What is Effectiveness?

Position paper for the CHI '97 Workshop
on HCI Research and Practice Agenda
Based on Human Needs and Social Responsibility

David G. Novick

European Institute of Cognitive Sciences and Engineering (EURISCO)
4 Avenue Edouard Belin, 31400 Toulouse, France
Anti-spam e-mail address

Introduction

This paper tries to address the problem of defining the effectiveness of interaction in terms that are useful for meeting human needs more directly, both in terms of task outcome and of interaction quality. The problem of effectiveness is generally considered from an "objective" standpoint; that is, the assessment considers only the nominal outcome of the interaction rather than the subjective qualitity of the interaction from the standpoint of the participants. This leads to cases such as computer-supported meeting rooms which produce highly "effective" results--better, faster decisions--but with less commitment from the participants. The problem of understanding effectiveness is particularly acute in safety-critical domains, such as aviation, where there are high social costs for failures.

The Problem of Defining Effectiveness

The concept of effectiveness has long been a very difficult problem for the human-computer interaction community, even if not always addressed directly.
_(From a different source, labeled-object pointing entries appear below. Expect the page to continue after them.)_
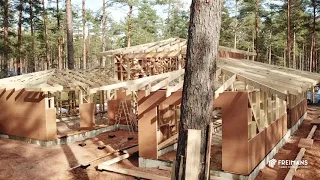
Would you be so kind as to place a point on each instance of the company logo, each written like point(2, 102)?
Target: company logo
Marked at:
point(288, 163)
point(272, 163)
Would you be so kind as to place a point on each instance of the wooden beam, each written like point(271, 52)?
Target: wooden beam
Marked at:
point(208, 152)
point(168, 141)
point(193, 154)
point(224, 86)
point(135, 173)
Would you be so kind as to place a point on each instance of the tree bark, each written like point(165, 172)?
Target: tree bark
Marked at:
point(313, 40)
point(104, 30)
point(32, 62)
point(288, 35)
point(294, 64)
point(84, 49)
point(46, 35)
point(70, 35)
point(6, 38)
point(129, 26)
point(19, 68)
point(59, 37)
point(257, 29)
point(236, 25)
point(198, 87)
point(270, 49)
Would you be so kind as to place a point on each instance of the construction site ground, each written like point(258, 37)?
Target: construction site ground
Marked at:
point(290, 151)
point(20, 160)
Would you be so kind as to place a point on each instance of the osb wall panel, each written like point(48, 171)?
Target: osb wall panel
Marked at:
point(166, 115)
point(297, 112)
point(87, 119)
point(257, 150)
point(273, 134)
point(151, 101)
point(23, 114)
point(121, 95)
point(113, 110)
point(235, 132)
point(147, 135)
point(51, 125)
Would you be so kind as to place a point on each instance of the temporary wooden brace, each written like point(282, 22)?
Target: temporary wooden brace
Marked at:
point(193, 154)
point(135, 173)
point(123, 108)
point(299, 156)
point(208, 152)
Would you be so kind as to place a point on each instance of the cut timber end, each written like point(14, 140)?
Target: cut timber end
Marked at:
point(135, 173)
point(305, 143)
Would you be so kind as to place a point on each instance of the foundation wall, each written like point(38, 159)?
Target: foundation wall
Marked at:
point(24, 114)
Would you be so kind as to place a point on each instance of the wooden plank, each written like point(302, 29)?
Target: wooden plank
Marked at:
point(173, 170)
point(193, 154)
point(147, 135)
point(135, 173)
point(294, 167)
point(168, 141)
point(225, 85)
point(208, 152)
point(113, 161)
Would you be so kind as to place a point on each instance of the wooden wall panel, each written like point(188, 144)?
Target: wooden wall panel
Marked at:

The "Handbook of Human-Computer Interaction" (Helander, 1988) does not even index "effectiveness" or "efficiency." Some low-level aspects of interaction have been relatively easier to model. For example, there is an extensive literature of the efficiency of pointing, captured by Fitts' Law (see, e.g., Fitts, 1954; MacKenzie, 1992). But for higher-level, non-motor activitives, reasonable approaches to effectiveness are difficult to come by. For task-based interaction, typical measures of effectiveness are time-to-completion and task outcome (Marshall & Novick, 1995). But this approach has fundamental limitations, particularly where the quality of interaction is at issue. Time-to-completion measures are poor choices for a task in which the use of the interface has little effect on the task completion rate. Likewise, interaction with interfaces to flight systems produces (or should produce) extremely low effective error rates, so task outcome is a poor measure of effectiveness. For example, research in improving the flight interfaces used by crews in new-generation aircraft is paradoxically hindered by the happy fact that most flights result in no incidents or accidents. Thus under current approaches to effectiveness, direct measures of effectiveness are unhelpful because (a) better than 99.99 percent of crews land their planes safely and (b) time of completion is generally a consequence of factors other than the interface, such as weather and air-traffic control.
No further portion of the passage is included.